I've been back in Chicago for a month this week, and I'm still unpacking boxes, hanging pictures, and trying to figure out where to put all this stuff.  I don't have nearly enough storage space.  The closets are a disaster.  So, as much as I've dreaded it, I'm culling old file folders and tossing out ratty bed linens, trying to find room anywhere I can.  I encounter a set of hideous placemats and happily place them in the garbage bag next to me.  The funny thing is that this drudgery is turning into a very rewarding exercise.  I smile when I stumble unexpectedly upon an item that conjures up a cherished memory.  "Oh, that takes me back.  I remember when so-and-so gave that to me.  Boy, was that a fun day!  I miss spending time with him/her."
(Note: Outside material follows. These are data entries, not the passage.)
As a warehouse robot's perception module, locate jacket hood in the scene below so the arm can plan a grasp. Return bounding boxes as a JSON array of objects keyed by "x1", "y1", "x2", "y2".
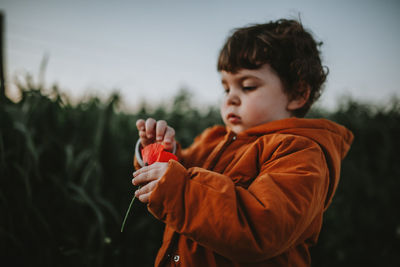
[{"x1": 239, "y1": 118, "x2": 354, "y2": 207}]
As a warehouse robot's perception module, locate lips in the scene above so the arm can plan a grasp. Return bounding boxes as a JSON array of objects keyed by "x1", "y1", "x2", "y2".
[{"x1": 226, "y1": 113, "x2": 242, "y2": 124}]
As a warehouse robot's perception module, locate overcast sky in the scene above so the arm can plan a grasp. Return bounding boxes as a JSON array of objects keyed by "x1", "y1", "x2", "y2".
[{"x1": 0, "y1": 0, "x2": 400, "y2": 110}]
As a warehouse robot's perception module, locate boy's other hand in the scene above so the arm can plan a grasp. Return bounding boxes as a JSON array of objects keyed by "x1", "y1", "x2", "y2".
[
  {"x1": 132, "y1": 162, "x2": 168, "y2": 203},
  {"x1": 136, "y1": 118, "x2": 175, "y2": 152}
]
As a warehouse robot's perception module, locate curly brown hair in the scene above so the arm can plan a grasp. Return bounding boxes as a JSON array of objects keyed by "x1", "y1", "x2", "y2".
[{"x1": 217, "y1": 19, "x2": 328, "y2": 117}]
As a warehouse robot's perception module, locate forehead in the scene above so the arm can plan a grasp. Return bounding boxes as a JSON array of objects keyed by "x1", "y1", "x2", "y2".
[{"x1": 221, "y1": 64, "x2": 276, "y2": 82}]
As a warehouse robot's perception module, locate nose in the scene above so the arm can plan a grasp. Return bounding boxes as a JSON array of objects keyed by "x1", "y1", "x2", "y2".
[{"x1": 226, "y1": 91, "x2": 240, "y2": 106}]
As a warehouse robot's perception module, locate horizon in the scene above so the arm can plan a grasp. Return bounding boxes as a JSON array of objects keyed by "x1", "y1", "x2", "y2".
[{"x1": 0, "y1": 0, "x2": 400, "y2": 110}]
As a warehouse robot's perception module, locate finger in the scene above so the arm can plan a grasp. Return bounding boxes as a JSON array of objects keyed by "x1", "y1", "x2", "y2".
[
  {"x1": 135, "y1": 181, "x2": 157, "y2": 203},
  {"x1": 132, "y1": 166, "x2": 158, "y2": 185},
  {"x1": 135, "y1": 181, "x2": 157, "y2": 197},
  {"x1": 136, "y1": 119, "x2": 151, "y2": 147},
  {"x1": 156, "y1": 120, "x2": 167, "y2": 142},
  {"x1": 164, "y1": 126, "x2": 175, "y2": 151},
  {"x1": 136, "y1": 119, "x2": 146, "y2": 131},
  {"x1": 138, "y1": 192, "x2": 151, "y2": 203},
  {"x1": 146, "y1": 118, "x2": 156, "y2": 139}
]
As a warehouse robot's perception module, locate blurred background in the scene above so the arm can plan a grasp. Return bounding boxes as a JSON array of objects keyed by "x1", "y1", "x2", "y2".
[{"x1": 0, "y1": 0, "x2": 400, "y2": 266}]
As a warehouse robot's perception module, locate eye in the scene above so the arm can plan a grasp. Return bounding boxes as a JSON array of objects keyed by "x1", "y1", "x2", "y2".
[{"x1": 242, "y1": 86, "x2": 257, "y2": 92}]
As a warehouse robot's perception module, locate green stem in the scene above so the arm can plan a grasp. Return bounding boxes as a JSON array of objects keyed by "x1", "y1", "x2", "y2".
[{"x1": 121, "y1": 186, "x2": 140, "y2": 233}]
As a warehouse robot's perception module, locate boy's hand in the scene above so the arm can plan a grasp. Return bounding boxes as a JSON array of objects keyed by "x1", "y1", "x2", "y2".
[
  {"x1": 136, "y1": 118, "x2": 175, "y2": 152},
  {"x1": 132, "y1": 162, "x2": 168, "y2": 203}
]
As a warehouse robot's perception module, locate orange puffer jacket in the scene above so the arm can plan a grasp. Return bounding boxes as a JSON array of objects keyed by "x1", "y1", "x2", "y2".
[{"x1": 136, "y1": 118, "x2": 353, "y2": 267}]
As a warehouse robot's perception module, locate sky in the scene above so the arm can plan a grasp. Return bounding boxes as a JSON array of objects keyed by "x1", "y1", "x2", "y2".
[{"x1": 0, "y1": 0, "x2": 400, "y2": 110}]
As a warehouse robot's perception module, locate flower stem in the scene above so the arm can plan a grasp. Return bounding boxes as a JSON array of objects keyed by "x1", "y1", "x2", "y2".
[{"x1": 121, "y1": 186, "x2": 140, "y2": 233}]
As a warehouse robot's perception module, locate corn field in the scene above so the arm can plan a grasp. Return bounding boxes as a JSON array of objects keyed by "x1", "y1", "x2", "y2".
[{"x1": 0, "y1": 79, "x2": 400, "y2": 267}]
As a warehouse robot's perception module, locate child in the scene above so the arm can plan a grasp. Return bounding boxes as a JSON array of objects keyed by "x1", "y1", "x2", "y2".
[{"x1": 132, "y1": 20, "x2": 353, "y2": 266}]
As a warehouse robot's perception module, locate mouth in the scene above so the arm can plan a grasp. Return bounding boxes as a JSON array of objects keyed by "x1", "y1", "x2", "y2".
[{"x1": 226, "y1": 113, "x2": 242, "y2": 124}]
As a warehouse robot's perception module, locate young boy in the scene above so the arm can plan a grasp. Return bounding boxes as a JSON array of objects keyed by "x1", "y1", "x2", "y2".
[{"x1": 132, "y1": 20, "x2": 353, "y2": 266}]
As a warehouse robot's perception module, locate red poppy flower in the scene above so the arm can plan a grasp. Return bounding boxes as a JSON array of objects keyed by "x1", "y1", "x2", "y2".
[{"x1": 142, "y1": 143, "x2": 178, "y2": 165}]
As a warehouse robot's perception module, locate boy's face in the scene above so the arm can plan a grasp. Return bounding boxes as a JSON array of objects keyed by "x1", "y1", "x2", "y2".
[{"x1": 221, "y1": 64, "x2": 291, "y2": 134}]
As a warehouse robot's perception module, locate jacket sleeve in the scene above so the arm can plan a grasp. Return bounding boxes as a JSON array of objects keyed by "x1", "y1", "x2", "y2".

During this season after Pentecost, when we focus on new life, revisioned identities, and altered trajectories, we can sometimes forget about all the stuff that we bring with us on this journey of the Holy Spirit.  And some of this stuff is good.  I'm not so sure that putting new wine into old wineskins, as the Gospel warns, is such a bad thing.  Especially if that old wineskin is me.  Maybe that's not a good biblical metaphor to develop.  Perhaps the Christian journey is more like an American or Canadian college student backpacking across Europe.  One starts out with his or her backpack half full, with some ready-to-eat food, extra pairs of socks, a First-Aid kit, and a book for those long train rides across unfamiliar landscapes.  A traveler needs to bring some supplies with him or her to make the journey comfortable and safe, but he or she also needs to leave room for items collected along the way: gifts for friends back home; souvenir maps, postcards, and other trinkets; keepsakes from hospitable hosts.  Many students will even adorn their backpacks with patches that serve as badges of honor to chronicle the countries they've traversed.  I certainly did, and I still have the patches to prove it.  At least, I think they're in the bottom of some box in a closet somewhere.

Today is the anniversary of the birth of the gay activist and politician, Harvey Milk, which should remind us that, as much as we may rightfully wish to focus on the future, we bring everything we have been with us into that future.  Our enthusiasm for the possibilities of the life yet to come shouldn't obscure us from the things within us that have gotten us this far.  I am who I am, because of what I have been; and what I will become, builds upon who I am now.  Current efforts in favor of marriage equality in the United States, for instance, must not lose sight of the many people and struggles that have come before and provided the foundation for the future sought.  Despite recent progress, we must remember that there are many who are enduring the first terrifying steps of coming out of the closet.  The teen in Idaho whose anxious coming-out letter I read recently.  The middle-manager who fears for his job and livelihood in a state that does not identify sexual orientation as a protected status in employment.  As dated as they might seem to some, the struggles of identity, belonging, and discrimination that Harvey Milk championed are as timely and real as ever, in the United States and around the world.

The truth is that coming out of the closet is an ongoing and iterative process that people experience every time they seek a new job, join a new church, move to a new community, or make new friends.  Each time this occurs, men and women have to decide what about themselves it is safe or desirable to share, which artifacts of their past to display and which hopes for the future to confide.  Out of that closet come wounds, scars (some undoubtedly badges of honor), and hope, that when integrated, allow people to live with integrity.  Harvey Milk was a person who embodied this experience, and as a Christian and a humanist, I am grateful for his example. I am often surprised and saddened by the number of young LGBTQ people who are ignorant of their own cultural history, of the sacrifices and struggles of luminary figures, such as Harvey Milk.  On days such as this one, may we all remember and share with others the stories of those who have gone before us and made the future toward which we are working realizable.  Old and new, history and hope, make us who we are.